On Monday, Dateline investors learned the U.S. Department of Justice (DOJ) has gotten involved in the lawsuit, and it put to the relevant court that in its view, Dateline’s Colosseum approvals are up to scratch. In turn, Dateline’s ASX-listed shares jumped +25% higher on Monday in a fairly quiet day on the market.

The lawsuit Dateline is facing has been filed by the U.S.-based National Parks Conservation Association (NPCA), a leading environmental advocacy body not unlike Australia’s Environmental Defenders’ Office NGO network.

They’re a community-led organisation hiring solicitors to file administrative lawsuits around controversial projects in order to delay their development, and it’s one of the few blunt weapons true believer environmental lawyers generally have to rely on.

The Colosseum project is ultimately said to threaten a wide number of rare flora; it’s located in a massive national park called the Mojave National Preserve.

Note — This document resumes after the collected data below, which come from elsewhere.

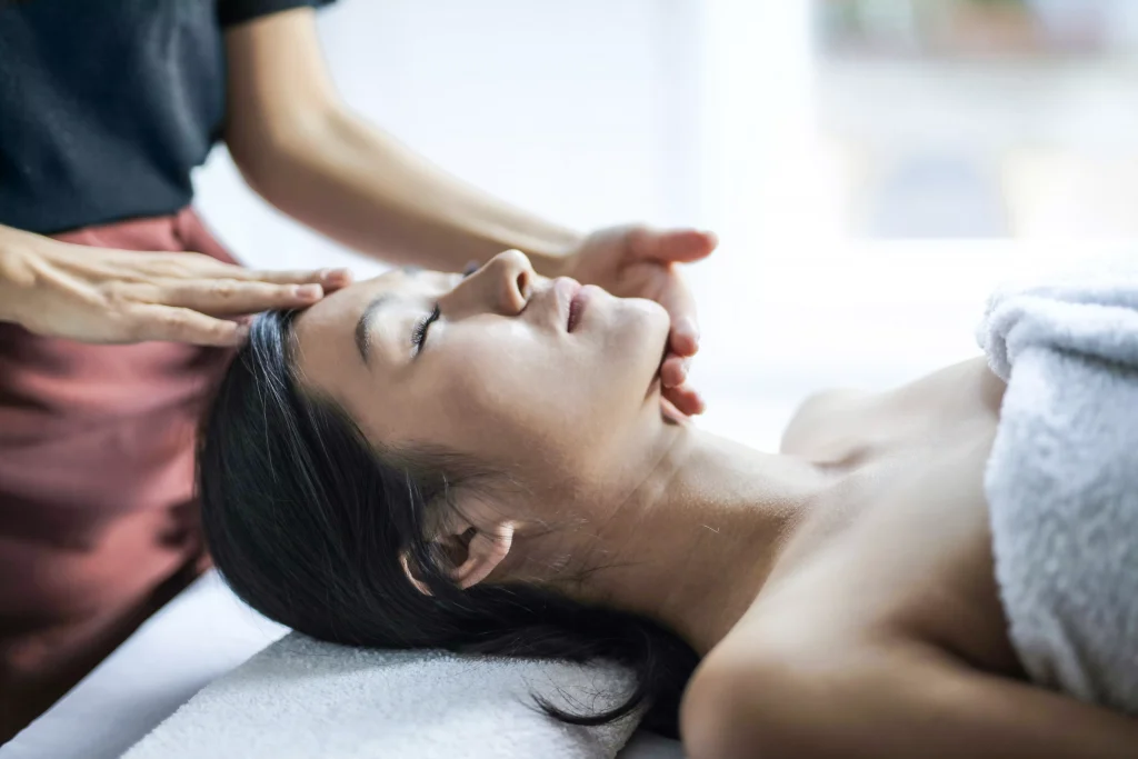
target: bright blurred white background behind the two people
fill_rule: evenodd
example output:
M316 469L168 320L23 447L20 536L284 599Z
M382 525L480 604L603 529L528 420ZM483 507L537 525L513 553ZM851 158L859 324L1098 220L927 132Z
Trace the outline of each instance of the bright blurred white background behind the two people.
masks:
M1138 237L1135 0L340 0L345 98L589 230L694 224L701 424L766 449L809 393L978 355L988 290ZM223 149L199 206L257 266L382 271ZM1130 248L1132 249L1132 248Z

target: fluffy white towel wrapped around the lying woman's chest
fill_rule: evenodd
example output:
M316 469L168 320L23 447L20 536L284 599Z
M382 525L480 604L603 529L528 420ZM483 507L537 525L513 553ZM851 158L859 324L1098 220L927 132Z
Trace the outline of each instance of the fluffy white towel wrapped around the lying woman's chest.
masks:
M979 340L1008 383L984 488L1012 642L1138 715L1138 256L1001 288Z

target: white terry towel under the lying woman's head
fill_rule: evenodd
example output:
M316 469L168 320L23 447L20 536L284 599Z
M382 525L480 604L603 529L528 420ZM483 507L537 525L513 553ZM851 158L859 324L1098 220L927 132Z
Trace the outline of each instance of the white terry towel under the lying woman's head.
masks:
M533 694L574 712L616 706L615 666L373 651L292 633L214 682L125 759L612 759L636 727L568 726Z

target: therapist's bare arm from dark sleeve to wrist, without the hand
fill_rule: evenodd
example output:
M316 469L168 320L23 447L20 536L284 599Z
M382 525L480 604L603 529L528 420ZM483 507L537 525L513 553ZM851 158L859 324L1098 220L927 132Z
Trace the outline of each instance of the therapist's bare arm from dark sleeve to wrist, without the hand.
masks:
M298 221L385 261L442 271L517 248L541 273L559 274L584 240L451 176L348 110L311 9L239 25L226 49L230 152L246 181Z

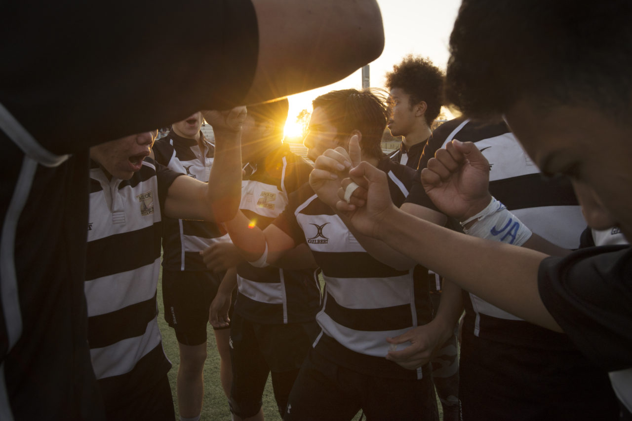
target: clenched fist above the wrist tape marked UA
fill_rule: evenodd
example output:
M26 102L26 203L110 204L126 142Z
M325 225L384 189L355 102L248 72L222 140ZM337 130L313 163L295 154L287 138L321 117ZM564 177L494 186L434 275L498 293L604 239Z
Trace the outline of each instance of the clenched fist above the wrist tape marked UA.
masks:
M489 205L489 162L476 145L453 140L422 170L422 185L439 210L459 221Z

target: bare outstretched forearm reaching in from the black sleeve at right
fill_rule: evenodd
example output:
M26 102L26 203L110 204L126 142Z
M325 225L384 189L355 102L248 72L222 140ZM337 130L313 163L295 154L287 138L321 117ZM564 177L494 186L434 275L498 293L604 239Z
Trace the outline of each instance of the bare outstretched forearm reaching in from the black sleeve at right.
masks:
M394 207L376 229L386 244L459 287L527 321L559 331L538 294L538 266L545 254L469 237ZM460 262L455 264L455 259Z

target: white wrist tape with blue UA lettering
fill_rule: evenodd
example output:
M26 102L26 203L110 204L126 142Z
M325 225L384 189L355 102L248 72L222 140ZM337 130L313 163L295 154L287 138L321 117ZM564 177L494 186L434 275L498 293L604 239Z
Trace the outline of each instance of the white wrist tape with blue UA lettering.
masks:
M474 225L463 228L465 234L473 237L522 246L532 235L531 230L495 198L477 215L461 222L461 226L473 220L477 220Z

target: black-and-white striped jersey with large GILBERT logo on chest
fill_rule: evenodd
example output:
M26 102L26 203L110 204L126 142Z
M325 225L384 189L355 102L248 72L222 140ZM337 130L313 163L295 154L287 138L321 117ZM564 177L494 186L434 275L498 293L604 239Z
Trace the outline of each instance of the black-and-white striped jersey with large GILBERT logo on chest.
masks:
M384 157L396 206L408 195L415 172ZM290 197L274 224L296 244L307 242L325 280L324 304L316 319L322 333L315 350L337 364L370 376L420 379L423 370L406 370L386 360L389 343L430 321L427 283L413 280L413 269L396 270L377 261L353 237L343 221L309 185Z

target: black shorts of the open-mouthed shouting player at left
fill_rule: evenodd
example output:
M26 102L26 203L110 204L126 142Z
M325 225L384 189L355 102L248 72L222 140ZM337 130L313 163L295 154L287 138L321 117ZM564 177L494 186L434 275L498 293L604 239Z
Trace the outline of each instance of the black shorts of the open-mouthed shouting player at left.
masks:
M167 374L153 388L126 405L114 409L106 408L106 418L108 421L173 421L176 419Z

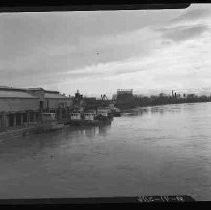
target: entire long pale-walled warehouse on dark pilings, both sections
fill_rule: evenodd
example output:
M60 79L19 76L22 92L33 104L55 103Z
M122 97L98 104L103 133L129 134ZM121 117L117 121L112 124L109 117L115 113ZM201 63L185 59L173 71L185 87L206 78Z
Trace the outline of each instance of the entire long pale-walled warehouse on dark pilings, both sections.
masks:
M63 120L71 109L72 98L43 88L0 87L0 130L26 127L41 120L41 113L55 113Z

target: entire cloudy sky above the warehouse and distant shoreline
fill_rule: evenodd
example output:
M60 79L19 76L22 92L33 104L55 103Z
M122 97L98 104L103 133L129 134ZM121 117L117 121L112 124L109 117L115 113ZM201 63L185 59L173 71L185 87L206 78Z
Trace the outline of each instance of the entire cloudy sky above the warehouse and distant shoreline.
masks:
M211 4L0 14L0 86L110 95L211 90Z

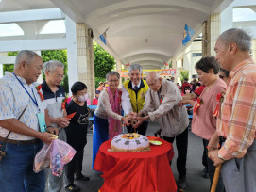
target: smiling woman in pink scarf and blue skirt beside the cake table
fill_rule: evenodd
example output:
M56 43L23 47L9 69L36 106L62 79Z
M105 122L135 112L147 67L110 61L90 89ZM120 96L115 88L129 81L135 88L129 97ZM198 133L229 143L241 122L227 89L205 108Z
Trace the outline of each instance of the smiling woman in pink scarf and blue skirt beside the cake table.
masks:
M128 119L121 116L122 91L119 85L118 72L109 72L106 75L108 88L104 89L98 98L98 105L94 112L93 138L93 168L99 146L106 140L122 134L122 123L129 125Z

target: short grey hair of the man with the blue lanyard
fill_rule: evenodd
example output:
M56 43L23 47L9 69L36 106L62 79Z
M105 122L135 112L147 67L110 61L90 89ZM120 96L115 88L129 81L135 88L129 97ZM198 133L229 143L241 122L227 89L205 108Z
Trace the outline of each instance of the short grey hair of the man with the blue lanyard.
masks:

The issue here for Dateline, really, is the mixed blessing and curse of being favoured by the Trump Administration. Because when the Trump-led regulator greenlit on-site works at the Colosseum project last year, according to NPCA, it reinstated existing but ‘outdated’ approvals.

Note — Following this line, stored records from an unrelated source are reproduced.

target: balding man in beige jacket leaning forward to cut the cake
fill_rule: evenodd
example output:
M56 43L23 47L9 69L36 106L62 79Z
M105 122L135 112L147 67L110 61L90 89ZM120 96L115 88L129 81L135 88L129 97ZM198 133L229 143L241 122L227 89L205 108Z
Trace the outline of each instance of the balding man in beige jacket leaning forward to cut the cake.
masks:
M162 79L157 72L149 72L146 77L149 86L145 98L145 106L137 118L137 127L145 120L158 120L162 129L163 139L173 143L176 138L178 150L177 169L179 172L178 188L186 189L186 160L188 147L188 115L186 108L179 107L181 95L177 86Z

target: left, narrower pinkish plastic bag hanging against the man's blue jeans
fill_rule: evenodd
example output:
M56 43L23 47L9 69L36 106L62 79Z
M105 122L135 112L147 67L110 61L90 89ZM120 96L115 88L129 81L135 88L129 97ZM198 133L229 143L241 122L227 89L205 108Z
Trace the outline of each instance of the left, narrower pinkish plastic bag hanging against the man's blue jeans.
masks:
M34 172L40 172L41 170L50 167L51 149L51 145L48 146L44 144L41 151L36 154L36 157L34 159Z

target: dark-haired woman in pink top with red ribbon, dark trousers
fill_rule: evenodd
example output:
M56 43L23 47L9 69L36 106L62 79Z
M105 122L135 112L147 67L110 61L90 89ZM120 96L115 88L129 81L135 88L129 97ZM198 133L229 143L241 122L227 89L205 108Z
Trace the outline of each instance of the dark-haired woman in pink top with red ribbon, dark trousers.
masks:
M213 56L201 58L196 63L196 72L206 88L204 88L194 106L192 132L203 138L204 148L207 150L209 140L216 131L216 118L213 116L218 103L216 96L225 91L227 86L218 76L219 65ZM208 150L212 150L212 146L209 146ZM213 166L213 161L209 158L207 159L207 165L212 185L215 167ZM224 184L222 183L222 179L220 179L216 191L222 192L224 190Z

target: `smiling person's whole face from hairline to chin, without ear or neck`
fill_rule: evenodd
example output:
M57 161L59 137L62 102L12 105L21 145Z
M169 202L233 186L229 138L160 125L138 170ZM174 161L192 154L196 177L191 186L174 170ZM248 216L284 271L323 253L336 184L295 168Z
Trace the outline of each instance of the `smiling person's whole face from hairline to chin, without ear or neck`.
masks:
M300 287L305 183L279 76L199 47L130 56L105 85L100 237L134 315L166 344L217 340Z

During the Biden years, according to the NPCA, the project had effectively been blocked. And if NPCA’s argument is found correct, when the Trump-led Department of Interior reversed an internal decision restricting Colosseum last year, it did so without issuing fresh paperwork.

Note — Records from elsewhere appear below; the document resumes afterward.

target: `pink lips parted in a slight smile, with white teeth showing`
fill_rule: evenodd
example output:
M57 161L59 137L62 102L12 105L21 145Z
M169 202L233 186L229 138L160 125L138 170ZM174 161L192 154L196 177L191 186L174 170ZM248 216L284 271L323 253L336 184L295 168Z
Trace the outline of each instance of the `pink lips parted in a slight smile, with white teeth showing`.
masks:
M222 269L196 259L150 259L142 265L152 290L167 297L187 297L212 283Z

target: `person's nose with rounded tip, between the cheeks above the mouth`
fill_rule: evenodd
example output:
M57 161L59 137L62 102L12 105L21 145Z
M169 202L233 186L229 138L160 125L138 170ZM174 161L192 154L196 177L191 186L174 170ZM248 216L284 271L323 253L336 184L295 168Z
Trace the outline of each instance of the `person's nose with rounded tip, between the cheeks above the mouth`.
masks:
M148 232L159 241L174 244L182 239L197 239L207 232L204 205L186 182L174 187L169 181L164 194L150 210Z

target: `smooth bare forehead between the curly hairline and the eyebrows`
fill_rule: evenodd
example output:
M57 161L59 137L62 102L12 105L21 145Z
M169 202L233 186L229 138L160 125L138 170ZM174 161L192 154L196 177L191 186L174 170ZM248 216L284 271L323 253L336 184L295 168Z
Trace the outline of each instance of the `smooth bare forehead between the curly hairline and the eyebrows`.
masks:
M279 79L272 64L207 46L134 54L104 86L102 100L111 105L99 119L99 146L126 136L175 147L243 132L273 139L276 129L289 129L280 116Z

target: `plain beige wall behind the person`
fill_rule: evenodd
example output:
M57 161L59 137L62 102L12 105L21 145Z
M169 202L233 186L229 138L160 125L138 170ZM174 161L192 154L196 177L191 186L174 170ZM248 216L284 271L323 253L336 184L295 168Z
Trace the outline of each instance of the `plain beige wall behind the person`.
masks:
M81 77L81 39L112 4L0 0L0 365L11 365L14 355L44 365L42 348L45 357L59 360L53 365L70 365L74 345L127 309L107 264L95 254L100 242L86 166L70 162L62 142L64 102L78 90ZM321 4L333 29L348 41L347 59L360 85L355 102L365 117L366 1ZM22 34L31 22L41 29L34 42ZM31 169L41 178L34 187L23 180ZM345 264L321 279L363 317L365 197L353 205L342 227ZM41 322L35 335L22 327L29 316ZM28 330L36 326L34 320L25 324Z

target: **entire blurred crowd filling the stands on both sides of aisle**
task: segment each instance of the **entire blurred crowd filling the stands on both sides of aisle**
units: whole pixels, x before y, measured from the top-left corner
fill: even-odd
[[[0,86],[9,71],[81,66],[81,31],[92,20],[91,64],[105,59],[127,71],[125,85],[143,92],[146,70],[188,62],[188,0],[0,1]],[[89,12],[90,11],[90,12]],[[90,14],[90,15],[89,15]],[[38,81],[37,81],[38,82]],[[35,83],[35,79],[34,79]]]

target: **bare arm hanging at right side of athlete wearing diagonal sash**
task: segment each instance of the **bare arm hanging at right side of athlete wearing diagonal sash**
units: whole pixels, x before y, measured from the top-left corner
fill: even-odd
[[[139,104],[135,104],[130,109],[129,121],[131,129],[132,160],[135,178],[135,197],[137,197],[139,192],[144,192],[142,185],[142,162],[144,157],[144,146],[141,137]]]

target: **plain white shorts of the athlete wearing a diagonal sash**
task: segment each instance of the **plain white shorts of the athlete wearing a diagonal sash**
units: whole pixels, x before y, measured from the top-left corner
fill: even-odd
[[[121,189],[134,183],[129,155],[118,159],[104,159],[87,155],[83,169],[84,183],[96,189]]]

Which is a frustrating delay for Dateline, but on the whole, a fairly minor legal issue, and clearly a result of a top-heavy and ideological political administration.

That same consideration explains the unusual involvement of the Department of Justice in an environmental admin lawsuit against Dateline.

It’s also perhaps curious the U.S. DOJ has relied on emails from the NPCA referencing the approvals as valid, instead of turning to the Department of Interior to simply produce existing permits, or apply for a grace period to reapply.

Dateline noted Monday it has set up its own counterclaim outside the involvement of the US government, but ‘broadly in line’ with the DOJ. Make of that what you will.